Mais, il y a un hic : et si les effets secondaires de ces pilules ne se résumaient en fait qu'à enfermer Les dans un délire hallucinatoire où il serait doté de super-pouvoirs et étaient peut-être même révélateurs d'une schizophrénie patente ?...
Tous comme ses cousins éloignés, les très bons "Super" et "Defendor", "Special" aborde le mythe du super-héros par le prisme du réalisme et d'un héros aux portes de la folie à cause d'une instabilité émotionnelle refoulée.

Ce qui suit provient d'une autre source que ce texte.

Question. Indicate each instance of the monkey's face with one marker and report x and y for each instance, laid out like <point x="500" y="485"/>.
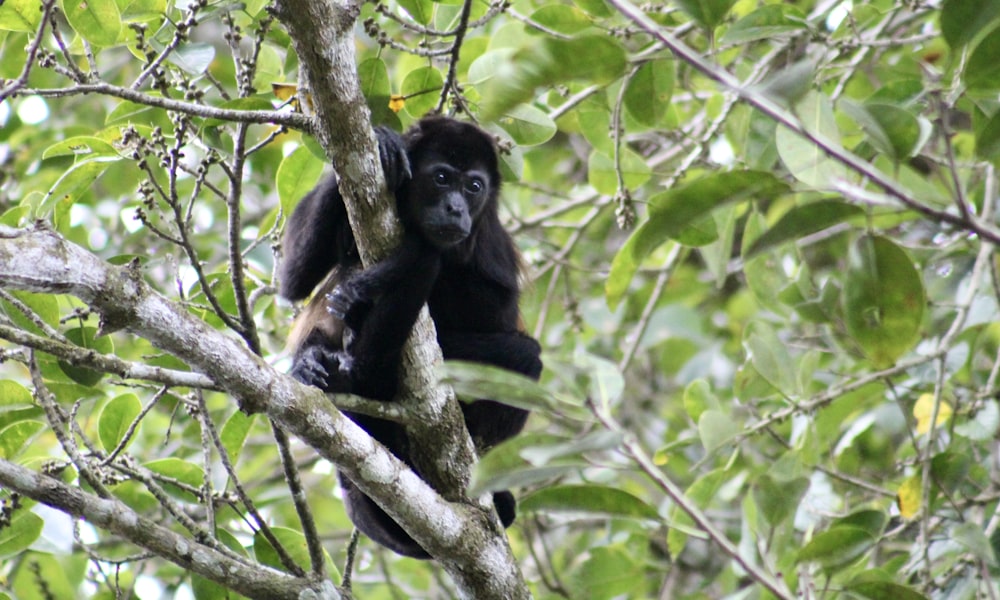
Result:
<point x="444" y="199"/>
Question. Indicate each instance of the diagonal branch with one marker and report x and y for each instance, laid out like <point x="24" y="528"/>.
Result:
<point x="464" y="539"/>
<point x="255" y="581"/>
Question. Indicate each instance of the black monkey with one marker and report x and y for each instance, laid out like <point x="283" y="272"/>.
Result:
<point x="455" y="256"/>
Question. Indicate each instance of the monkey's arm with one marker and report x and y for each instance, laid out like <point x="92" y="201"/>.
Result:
<point x="318" y="235"/>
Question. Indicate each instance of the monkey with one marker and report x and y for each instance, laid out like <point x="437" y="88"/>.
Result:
<point x="455" y="256"/>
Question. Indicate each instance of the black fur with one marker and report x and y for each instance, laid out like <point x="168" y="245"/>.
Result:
<point x="455" y="256"/>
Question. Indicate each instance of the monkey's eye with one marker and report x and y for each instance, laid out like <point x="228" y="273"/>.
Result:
<point x="474" y="186"/>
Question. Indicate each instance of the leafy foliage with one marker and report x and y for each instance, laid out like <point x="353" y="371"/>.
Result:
<point x="770" y="313"/>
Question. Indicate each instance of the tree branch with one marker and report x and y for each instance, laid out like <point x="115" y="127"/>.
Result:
<point x="323" y="33"/>
<point x="464" y="539"/>
<point x="255" y="581"/>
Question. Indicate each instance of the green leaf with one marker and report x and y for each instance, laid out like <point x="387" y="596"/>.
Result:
<point x="873" y="521"/>
<point x="608" y="572"/>
<point x="593" y="500"/>
<point x="804" y="220"/>
<point x="193" y="58"/>
<point x="716" y="428"/>
<point x="15" y="438"/>
<point x="777" y="501"/>
<point x="707" y="13"/>
<point x="982" y="71"/>
<point x="97" y="21"/>
<point x="297" y="175"/>
<point x="767" y="22"/>
<point x="962" y="20"/>
<point x="77" y="180"/>
<point x="770" y="357"/>
<point x="527" y="125"/>
<point x="883" y="300"/>
<point x="422" y="87"/>
<point x="806" y="161"/>
<point x="14" y="396"/>
<point x="983" y="425"/>
<point x="988" y="138"/>
<point x="292" y="541"/>
<point x="374" y="78"/>
<point x="837" y="547"/>
<point x="671" y="212"/>
<point x="698" y="398"/>
<point x="892" y="130"/>
<point x="510" y="81"/>
<point x="20" y="15"/>
<point x="476" y="380"/>
<point x="82" y="145"/>
<point x="881" y="590"/>
<point x="647" y="96"/>
<point x="422" y="11"/>
<point x="602" y="175"/>
<point x="701" y="493"/>
<point x="180" y="470"/>
<point x="85" y="337"/>
<point x="567" y="20"/>
<point x="949" y="470"/>
<point x="24" y="528"/>
<point x="116" y="417"/>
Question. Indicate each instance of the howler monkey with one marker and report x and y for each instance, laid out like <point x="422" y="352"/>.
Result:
<point x="455" y="256"/>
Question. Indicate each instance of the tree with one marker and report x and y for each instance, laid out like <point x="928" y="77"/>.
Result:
<point x="761" y="244"/>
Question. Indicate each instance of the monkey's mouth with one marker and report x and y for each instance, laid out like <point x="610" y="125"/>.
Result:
<point x="449" y="235"/>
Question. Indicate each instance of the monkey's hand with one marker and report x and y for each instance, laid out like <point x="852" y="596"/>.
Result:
<point x="392" y="151"/>
<point x="314" y="365"/>
<point x="350" y="302"/>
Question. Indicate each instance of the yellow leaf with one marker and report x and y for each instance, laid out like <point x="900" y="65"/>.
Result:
<point x="908" y="497"/>
<point x="923" y="410"/>
<point x="284" y="91"/>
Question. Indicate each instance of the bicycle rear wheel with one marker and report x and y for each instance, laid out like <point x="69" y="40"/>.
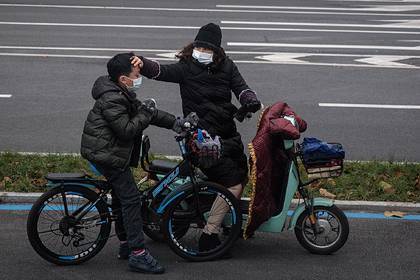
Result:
<point x="56" y="233"/>
<point x="183" y="222"/>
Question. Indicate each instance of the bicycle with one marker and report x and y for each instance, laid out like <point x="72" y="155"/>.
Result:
<point x="71" y="222"/>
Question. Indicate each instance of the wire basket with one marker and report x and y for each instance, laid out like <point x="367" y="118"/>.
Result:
<point x="324" y="168"/>
<point x="205" y="157"/>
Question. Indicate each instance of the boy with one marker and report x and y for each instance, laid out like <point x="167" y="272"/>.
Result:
<point x="111" y="141"/>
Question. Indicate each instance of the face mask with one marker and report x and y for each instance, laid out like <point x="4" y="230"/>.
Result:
<point x="136" y="84"/>
<point x="202" y="57"/>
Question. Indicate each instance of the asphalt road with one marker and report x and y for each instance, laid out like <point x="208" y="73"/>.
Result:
<point x="304" y="53"/>
<point x="376" y="249"/>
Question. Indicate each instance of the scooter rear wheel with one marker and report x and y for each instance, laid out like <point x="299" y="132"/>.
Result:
<point x="330" y="234"/>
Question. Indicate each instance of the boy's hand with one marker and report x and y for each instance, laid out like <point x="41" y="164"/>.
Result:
<point x="136" y="61"/>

Et ça marche, le film n'est jamais autant réussi que lorsque la tristesse touchante de ce personnage azimuté est mise en exergue, que cela soit par sa solitude, sa timidité à aborder une jolie caissière de supermarché (la conclusion de cette petite romance est une véritable merveille) ou, bien évidemment, sa folie naïve et enfantine dans sa manière d'utiliser les codes de comics pour s'enfermer avec une certaine véracité dans son délire super-héroïque.
Il fallait un comédien à la hauteur pour incarner tout ça et c'est Michael Rapaport qui s'y colle (le genre d'acteur dont on connaît tous le visage mais jamais le nom) et, de quasiment tous les plans, il est parfait, trimballant sa grande carcasse d'enfant au regard innocent prisonnier d'un corps d'adulte qui aurait grandi trop vite.
L'émotion de sa prestation imprègne autant "Special" que l'écriture sur laquelle elle repose.
Le principal problème de "Special", c'est qu'il s'agit d'un film très indépendant.
Il y a bien sûr ce côté vraiment cheap dans les effets mais, au fond, ceux-ci sont en parfaite adéquation avec l'esprit infantile du héros.
En fait, c'est visuellement que "Special" déçoit et, non pas par son manque de budget, mais parce qu'il culmule tous les tics du cinéma indé US : une photographie horriblement laide, une caméra tremblante pour apporter du réalisme (qui a, un jour, décrété que ça marchait réellement ?), une BO inégale qui manque d'ampleur à apporter au propos, etc...
C'est donc sur la forme que "Special" manque le coche d'être vraiment un très bon film car le sujet original et un immense Michael Rapaport étaient pourtant bien là.